L’azienda ha preso in esame 261 professionisti, un campione forse troppo piccolo ma dalle risposte che ha dato senz’altro interessante. Lo spam infatti non è poi così odiato . Il 57 per cento degli intervistati ritiene molto più frustrante e abusiva una tentata vendita telefonica, un fenomeno che persino in Italia, dove vigono severe normative sulla privacy, continua a torturare gli utenti, in particolare della telefonia fissa.
“La guerra dello spam è una battaglia continua tra gli spammer e chi vende soluzioni di difesa”, ha detto Dean Drako, presidente e CEO di Barracuda. “Tali soluzioni richiedono, oggi come oggi, un monitoraggio 24 ore su 24, sette giorni su sette delle tendenze dello spam e il relativo allineamento degli strumenti di difesa. (Solo così, ndR) si ottiene una combinazione in grado di bloccare un attacco di spam nell’arco di pochi minuti dal suo avvio”.
I numeri che emergono dallo studio sono rivelatori: il 50 per cento degli utenti esaminati ha ricevuto ogni giorno cinque messaggi di spam nella propria mailbox. Messaggi che nella normalità dei casi non rivelano l’identità del mittente e ricorrono invece ad allegati dall’apparenza innocui, come i file PDF o quelli di Excel , che sono invece pensati per aggredire l’utente con tutto quello che va da proposte commerciali allo spyware, passando per malware di ogni genere.

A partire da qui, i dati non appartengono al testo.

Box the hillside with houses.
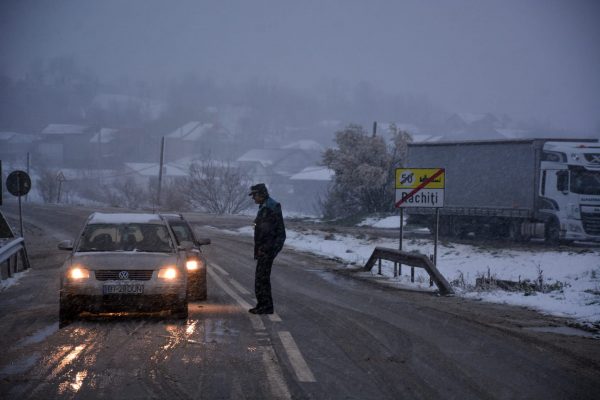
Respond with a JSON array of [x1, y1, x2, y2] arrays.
[[0, 101, 580, 214]]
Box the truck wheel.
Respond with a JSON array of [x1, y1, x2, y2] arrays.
[[171, 298, 188, 319], [508, 221, 525, 242], [450, 221, 467, 239], [545, 218, 560, 244]]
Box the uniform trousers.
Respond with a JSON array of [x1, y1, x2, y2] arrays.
[[254, 256, 274, 310]]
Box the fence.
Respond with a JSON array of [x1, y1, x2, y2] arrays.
[[364, 247, 454, 295], [0, 238, 29, 280], [0, 211, 29, 280]]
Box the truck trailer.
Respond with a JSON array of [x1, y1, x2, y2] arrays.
[[406, 139, 600, 243]]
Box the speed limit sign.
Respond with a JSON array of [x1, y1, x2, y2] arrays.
[[6, 171, 31, 196]]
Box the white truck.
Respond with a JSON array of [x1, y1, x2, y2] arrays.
[[406, 139, 600, 243]]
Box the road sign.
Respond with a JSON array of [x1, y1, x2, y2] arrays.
[[395, 168, 446, 208], [6, 171, 31, 196]]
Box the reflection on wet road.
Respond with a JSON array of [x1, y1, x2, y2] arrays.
[[0, 303, 282, 399]]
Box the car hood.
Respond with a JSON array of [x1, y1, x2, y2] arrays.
[[70, 252, 178, 269]]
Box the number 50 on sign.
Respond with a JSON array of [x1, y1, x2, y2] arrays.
[[395, 168, 446, 207]]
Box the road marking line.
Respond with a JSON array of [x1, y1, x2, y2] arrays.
[[208, 269, 265, 330], [278, 331, 317, 382], [208, 269, 292, 400], [229, 278, 251, 294], [260, 346, 292, 399], [269, 313, 281, 322], [210, 262, 229, 276]]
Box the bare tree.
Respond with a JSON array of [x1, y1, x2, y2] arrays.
[[187, 160, 250, 214], [322, 124, 410, 218]]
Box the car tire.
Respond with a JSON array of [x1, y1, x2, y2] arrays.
[[58, 298, 79, 328], [171, 299, 188, 319], [196, 268, 208, 300], [545, 218, 560, 245]]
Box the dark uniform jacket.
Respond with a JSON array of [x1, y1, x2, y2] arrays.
[[254, 197, 285, 259]]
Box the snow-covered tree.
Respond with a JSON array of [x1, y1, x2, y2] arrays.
[[186, 160, 250, 214], [323, 124, 410, 218]]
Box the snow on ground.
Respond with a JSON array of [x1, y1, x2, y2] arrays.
[[0, 269, 30, 292], [237, 223, 600, 326]]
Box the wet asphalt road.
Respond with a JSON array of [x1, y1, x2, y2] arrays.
[[0, 205, 600, 399]]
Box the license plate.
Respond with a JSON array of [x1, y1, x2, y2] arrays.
[[102, 285, 144, 294]]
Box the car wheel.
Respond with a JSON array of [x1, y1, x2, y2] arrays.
[[546, 218, 560, 244], [171, 299, 188, 319], [58, 298, 79, 328]]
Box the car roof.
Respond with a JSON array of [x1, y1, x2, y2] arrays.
[[88, 212, 164, 224], [160, 213, 184, 221]]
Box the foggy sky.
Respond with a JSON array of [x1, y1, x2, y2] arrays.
[[0, 0, 600, 133]]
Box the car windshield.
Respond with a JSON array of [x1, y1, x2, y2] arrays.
[[169, 222, 194, 244], [571, 169, 600, 195], [77, 224, 174, 253]]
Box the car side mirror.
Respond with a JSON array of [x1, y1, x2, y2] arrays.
[[177, 240, 194, 251], [58, 240, 73, 251], [196, 238, 210, 246]]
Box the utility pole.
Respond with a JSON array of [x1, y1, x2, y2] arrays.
[[25, 152, 31, 203], [156, 136, 165, 210]]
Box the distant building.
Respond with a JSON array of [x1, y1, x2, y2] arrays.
[[236, 140, 323, 212], [0, 132, 40, 163], [165, 121, 231, 160], [122, 163, 188, 185], [37, 124, 97, 167], [286, 166, 335, 214]]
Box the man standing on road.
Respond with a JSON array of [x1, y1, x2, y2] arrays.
[[248, 183, 285, 314]]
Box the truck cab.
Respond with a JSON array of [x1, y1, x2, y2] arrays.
[[539, 141, 600, 241]]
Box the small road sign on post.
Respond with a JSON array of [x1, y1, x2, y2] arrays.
[[396, 168, 446, 208], [395, 168, 446, 268], [6, 171, 31, 237]]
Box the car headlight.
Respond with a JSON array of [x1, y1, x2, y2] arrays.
[[158, 267, 178, 280], [185, 258, 204, 271], [67, 266, 90, 281]]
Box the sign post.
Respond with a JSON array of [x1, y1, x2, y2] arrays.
[[395, 168, 446, 281], [6, 171, 31, 237]]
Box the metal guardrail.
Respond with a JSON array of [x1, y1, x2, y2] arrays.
[[0, 211, 30, 280], [364, 247, 454, 296], [0, 238, 30, 280]]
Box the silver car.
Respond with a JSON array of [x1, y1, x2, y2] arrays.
[[58, 213, 188, 326]]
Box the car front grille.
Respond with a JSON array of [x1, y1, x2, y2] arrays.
[[581, 213, 600, 235], [96, 269, 154, 281]]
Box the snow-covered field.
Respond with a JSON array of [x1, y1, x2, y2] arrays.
[[231, 217, 600, 327]]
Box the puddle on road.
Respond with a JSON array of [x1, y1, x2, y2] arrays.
[[15, 323, 58, 348], [0, 353, 40, 376], [523, 326, 600, 339]]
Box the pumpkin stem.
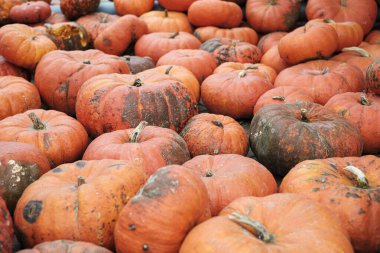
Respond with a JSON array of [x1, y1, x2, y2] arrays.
[[342, 47, 371, 58], [228, 212, 274, 243], [129, 121, 148, 143], [211, 120, 224, 128], [272, 96, 285, 101], [344, 165, 369, 189], [28, 112, 46, 130]]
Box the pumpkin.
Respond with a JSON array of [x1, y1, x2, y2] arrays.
[[76, 12, 120, 41], [257, 32, 288, 54], [60, 0, 100, 20], [201, 70, 273, 119], [274, 60, 364, 105], [94, 15, 148, 55], [115, 165, 210, 253], [179, 193, 354, 253], [157, 49, 217, 83], [253, 86, 314, 114], [17, 240, 112, 253], [14, 160, 147, 250], [141, 65, 201, 102], [34, 49, 129, 115], [278, 23, 339, 65], [140, 10, 193, 33], [214, 62, 277, 83], [0, 141, 50, 213], [114, 0, 154, 16], [305, 0, 377, 34], [83, 121, 190, 175], [249, 101, 363, 176], [194, 26, 259, 45], [0, 76, 41, 120], [325, 92, 380, 154], [366, 58, 380, 95], [200, 38, 262, 64], [158, 0, 196, 11], [0, 197, 13, 253], [187, 0, 243, 28], [246, 0, 301, 33], [0, 55, 29, 80], [135, 32, 201, 62], [76, 74, 198, 137], [0, 24, 57, 69], [181, 113, 249, 157], [122, 55, 155, 74], [0, 109, 88, 166], [280, 155, 380, 253]]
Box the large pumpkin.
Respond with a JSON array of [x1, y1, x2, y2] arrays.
[[249, 101, 363, 176], [14, 160, 147, 249], [179, 194, 354, 253], [115, 165, 210, 253], [183, 154, 277, 216], [0, 76, 41, 120], [181, 113, 249, 157], [280, 156, 380, 253], [76, 74, 198, 137], [83, 121, 190, 175], [34, 49, 129, 115], [0, 109, 88, 166]]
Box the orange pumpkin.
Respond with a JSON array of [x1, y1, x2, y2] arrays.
[[280, 156, 380, 253]]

Sebbene abbiano assicurato alcuni anni di carcere a quelli tra gli spammer professionisti che sono stati arrestati e processati, normative come il CAN SPAM statunitense non hanno ottenuto una riduzione della quantità di email spazzatura circolante, come previsto fin dal 2003 su queste pagine dall’esperto italiano Furio Ercolessi. Quando il CAN SPAM fu approvato, la quantità di spam sul totale delle email circolanti era calcolato attorno al 70 per cento.
Né fino a questo momento hanno ottenuto grandi risultati le major del software che pure si battono contro lo spam da anni. Le cose vanno meglio per gli utenti di webmail: Google ad esempio dichiara con una certa frequenza che il suo “antispam sociale”, che si basa su un aiuto concreto degli utenti del suo servizio Gmail, riduce la quantità di spam invasivo quasi integralmente.
Ma come ridurre la posta immondizia che comunque percorre e ingolfa le reti? Non è un problema individuale, ma appunto di community , confermano gli esperti Dana Blankenhorn e Paula Rooney. Per cui l’approccio migliore dovrebbe essere dello stesso tipo: un’azione “comune”, magari proprio “a là Google”. E ci sono diversi progetti open source che puntano a questi obiettivi, per individuare e circoscrivere il fenomeno “tutti insieme”.
Tra i progetti più interessanti anche l’adozione di un approccio mutuato dal social networking , allo scopo di creare una comunità antispam basata sull’autenticazione e il riconoscimento reciproco, e dunque sui rapporti di fiducia insiti nella natura delle reti sociali, o almeno di alcune di esse.
Gli esperti concordano: il futuro dell’antispam è nella collective intelligence , destinata ad avere un impatto assai più importante, continuato e pervasivo nei confronti dello spam rispetto a quanto avvenuto fino ad oggi. In ballo rimane sempre il problema dell’individuazione degli spammer, della repressione del fenomeno. Ma è chiaro che se lo spam venisse arginato, e quelle percentuali registrate nel 2007 non dovessero più ripetersi, si ridurrebbe anche l’incentivo a imbarcarsi in imprese criminali basate sulla sottrazione di risorse e tempo agli altri per il proprio esclusivo profitto.